Ce qu’on a découvert, c’est que la taille de ces pailles et les substances que les racines libèrent varient beaucoup d’une variété de riz à l’autre. Et ça change tout ! Il faut savoir que le méthane est un sacré problème : sur 20 ans, il réchauffe l’atmosphère environ 81 fois plus que le dioxyde de carbone (CO2). Réduire ces émissions, même si elles semblent petites en quantité, a donc un effet gigantesque.
Créer un riz plus 'propre' pour l'avenir
Maintenant qu’on sait ça, que fait-on ? L’idée est de créer, ou plutôt de sélectionner, des variétés de riz qui sont à la fois productives et qui émettent peu de méthane. C’est là que la technologie moderne nous aide. Grâce à des outils comme la « sélection génomique », les scientifiques peuvent analyser l’ADN d’un plant de riz et prédire s’il sera un bon candidat, sans même avoir besoin de le cultiver pendant des années.
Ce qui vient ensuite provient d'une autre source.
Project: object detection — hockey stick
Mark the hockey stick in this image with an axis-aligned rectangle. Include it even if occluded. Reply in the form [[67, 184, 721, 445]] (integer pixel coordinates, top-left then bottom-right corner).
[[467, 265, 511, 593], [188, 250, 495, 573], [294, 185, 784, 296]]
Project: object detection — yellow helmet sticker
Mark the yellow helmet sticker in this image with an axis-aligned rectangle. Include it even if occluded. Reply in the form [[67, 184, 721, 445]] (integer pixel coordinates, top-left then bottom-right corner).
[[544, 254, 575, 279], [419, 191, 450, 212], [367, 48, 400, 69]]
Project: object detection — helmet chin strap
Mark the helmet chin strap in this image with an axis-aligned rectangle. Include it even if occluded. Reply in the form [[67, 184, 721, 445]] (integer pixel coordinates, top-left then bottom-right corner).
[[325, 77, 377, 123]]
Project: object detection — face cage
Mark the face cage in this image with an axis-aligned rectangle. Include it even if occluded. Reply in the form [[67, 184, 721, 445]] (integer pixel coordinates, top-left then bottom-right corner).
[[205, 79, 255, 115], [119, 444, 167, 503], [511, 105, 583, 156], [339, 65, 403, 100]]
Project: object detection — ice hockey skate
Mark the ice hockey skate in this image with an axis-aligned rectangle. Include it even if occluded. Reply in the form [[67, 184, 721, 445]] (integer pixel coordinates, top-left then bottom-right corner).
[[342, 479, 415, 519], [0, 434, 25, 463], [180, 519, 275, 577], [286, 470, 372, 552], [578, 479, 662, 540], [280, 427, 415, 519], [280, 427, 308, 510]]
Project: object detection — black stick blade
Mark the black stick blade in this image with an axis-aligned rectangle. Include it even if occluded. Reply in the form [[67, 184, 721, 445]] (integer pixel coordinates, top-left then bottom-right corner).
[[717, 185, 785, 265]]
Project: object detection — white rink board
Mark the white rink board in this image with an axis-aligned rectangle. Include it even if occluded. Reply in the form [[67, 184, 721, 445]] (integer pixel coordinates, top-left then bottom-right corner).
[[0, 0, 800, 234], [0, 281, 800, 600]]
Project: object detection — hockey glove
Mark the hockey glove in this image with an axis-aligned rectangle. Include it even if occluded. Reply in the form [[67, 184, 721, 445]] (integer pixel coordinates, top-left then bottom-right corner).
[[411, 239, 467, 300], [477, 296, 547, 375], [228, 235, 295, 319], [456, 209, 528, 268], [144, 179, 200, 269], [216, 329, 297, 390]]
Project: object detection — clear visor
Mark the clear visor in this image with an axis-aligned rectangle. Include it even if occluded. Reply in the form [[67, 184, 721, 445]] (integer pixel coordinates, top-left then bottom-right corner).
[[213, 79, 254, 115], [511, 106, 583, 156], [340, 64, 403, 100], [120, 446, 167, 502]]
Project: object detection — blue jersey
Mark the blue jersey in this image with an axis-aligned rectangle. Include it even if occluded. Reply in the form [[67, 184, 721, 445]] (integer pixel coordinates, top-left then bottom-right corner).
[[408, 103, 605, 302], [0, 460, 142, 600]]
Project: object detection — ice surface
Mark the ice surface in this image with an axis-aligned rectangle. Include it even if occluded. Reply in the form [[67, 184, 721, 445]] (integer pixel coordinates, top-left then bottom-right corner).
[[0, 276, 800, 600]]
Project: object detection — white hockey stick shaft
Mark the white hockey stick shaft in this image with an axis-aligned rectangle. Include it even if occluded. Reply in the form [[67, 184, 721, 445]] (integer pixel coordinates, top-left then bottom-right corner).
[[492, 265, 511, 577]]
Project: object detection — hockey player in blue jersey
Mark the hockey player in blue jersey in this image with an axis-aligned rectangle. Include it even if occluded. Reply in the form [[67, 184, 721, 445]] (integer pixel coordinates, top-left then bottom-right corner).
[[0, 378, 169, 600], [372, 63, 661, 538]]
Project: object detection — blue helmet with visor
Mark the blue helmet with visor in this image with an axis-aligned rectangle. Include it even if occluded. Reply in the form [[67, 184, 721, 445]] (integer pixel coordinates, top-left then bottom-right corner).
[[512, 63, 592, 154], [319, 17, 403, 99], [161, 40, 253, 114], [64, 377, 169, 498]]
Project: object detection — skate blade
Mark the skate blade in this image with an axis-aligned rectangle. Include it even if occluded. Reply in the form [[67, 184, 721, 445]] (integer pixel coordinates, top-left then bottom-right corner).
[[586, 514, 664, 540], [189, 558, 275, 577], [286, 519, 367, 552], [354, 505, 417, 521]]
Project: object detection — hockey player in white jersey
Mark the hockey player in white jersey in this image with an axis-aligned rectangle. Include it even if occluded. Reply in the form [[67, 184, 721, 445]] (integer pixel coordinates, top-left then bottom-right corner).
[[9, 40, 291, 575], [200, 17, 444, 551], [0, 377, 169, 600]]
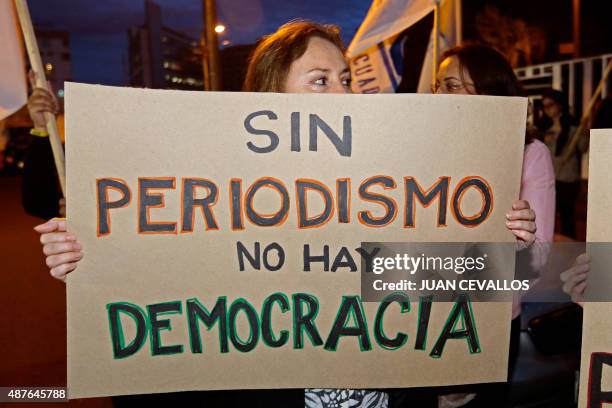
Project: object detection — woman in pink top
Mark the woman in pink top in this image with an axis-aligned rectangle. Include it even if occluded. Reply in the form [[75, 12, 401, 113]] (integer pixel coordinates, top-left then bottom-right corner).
[[434, 45, 555, 408]]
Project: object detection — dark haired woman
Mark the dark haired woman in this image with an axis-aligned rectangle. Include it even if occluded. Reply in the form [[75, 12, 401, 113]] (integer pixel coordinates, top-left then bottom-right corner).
[[434, 45, 555, 407], [539, 90, 588, 239]]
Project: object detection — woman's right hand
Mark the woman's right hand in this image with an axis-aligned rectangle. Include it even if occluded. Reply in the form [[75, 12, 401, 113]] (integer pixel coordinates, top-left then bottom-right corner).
[[34, 218, 83, 282], [560, 253, 591, 306], [28, 71, 59, 130]]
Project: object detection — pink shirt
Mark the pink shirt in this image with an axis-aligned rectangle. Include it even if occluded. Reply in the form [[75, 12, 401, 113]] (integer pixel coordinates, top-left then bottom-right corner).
[[512, 140, 555, 319]]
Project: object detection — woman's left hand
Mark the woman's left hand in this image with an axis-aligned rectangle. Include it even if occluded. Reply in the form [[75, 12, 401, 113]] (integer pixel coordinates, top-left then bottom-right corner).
[[506, 200, 537, 249]]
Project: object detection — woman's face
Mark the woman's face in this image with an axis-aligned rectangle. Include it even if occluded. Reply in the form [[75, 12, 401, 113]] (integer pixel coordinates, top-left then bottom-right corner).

En gros, on cherche le riz parfait : celui qui a de plus petites « pailles » dans ses racines et qui utilise l’engrais efficacement, pour qu’il pousse bien sans polluer. C’est un travail de patience, mais les banques de semences publiques et les instituts agricoles du monde entier pourraient bientôt intégrer ces critères dans leurs programmes de sélection.
L'azote, un équilibre délicat à trouver
N’oublions pas l’autre gaz, l’oxyde nitreux. Lui, il est directement lié à l’engrais azoté. Quand on en met trop, plus que ce que la plante peut absorber, le surplus s’échappe dans l’air sous forme de ce gaz très polluant. C’est un vrai gaspillage, pour le portefeuille de l’agriculteur et pour la planète.
La solution ? D’une part, appliquer la juste dose d’engrais, au bon moment. D’autre part, là encore, la génétique peut aider. En sélectionnant des variétés de riz qui sont plus efficaces pour transformer l’engrais en grains, on peut obtenir la même récolte avec moins d’engrais. Et donc, moins de pollution. C’est gagnant-gagnant.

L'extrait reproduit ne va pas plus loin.